The principle of law firms holding client money is again under scrutiny after it emerged that solicitors could be given access to a bar-run third party account.
Paul Mosson, director of Barco, an escrow provider owned and operated by the Bar Council, told the Gazette his company has an agreement in place to offer its services to solicitor firms.
Speaking at the SRA’s compliance conference last week, Mosson said Barco has secured approval from the regulator to issue a waiver from present accounts rules for any transaction on a case-by-case basis.
‘The SRA has seen the contracts in the scheme and has no concerns,’ he said. ‘There still needs to be a dialogue, but there is nothing about the Barco scheme that would prevent [solicitors] using it.’

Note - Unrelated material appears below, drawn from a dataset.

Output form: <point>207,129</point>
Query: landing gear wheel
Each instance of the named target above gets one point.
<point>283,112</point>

Holding client money has long been a contentious issue in the legal profession. The SRA has recently highlighted the dangers associated with client accounts, particularly money laundering and bogus firms.
Mosson said the Barco scheme could in theory remove the need for a compensation fund, as it is separately insured and regulated by the Financial Conduct Authority. He claimed professional indemnity insurance costs may also fall if the risk of losing client funds is removed.
Under the Barco scheme, all funds received remain in segregated bank accounts until the two parties have agreed to a transfer. In the event of a dispute, monies are frozen until that is resolved and neither party can authorise a transfer without permission.
Barco charges fees of 1% for every £100,000 held, with a sliding scale for higher amounts.
Mark Stobbs, the Law Society’s director of legal policy, said the organisation is interested to hear the views of solicitors. But he voiced concern that a third-party arrangement could slow down transactions that need to be arranged immediately, particularly in conveyancing.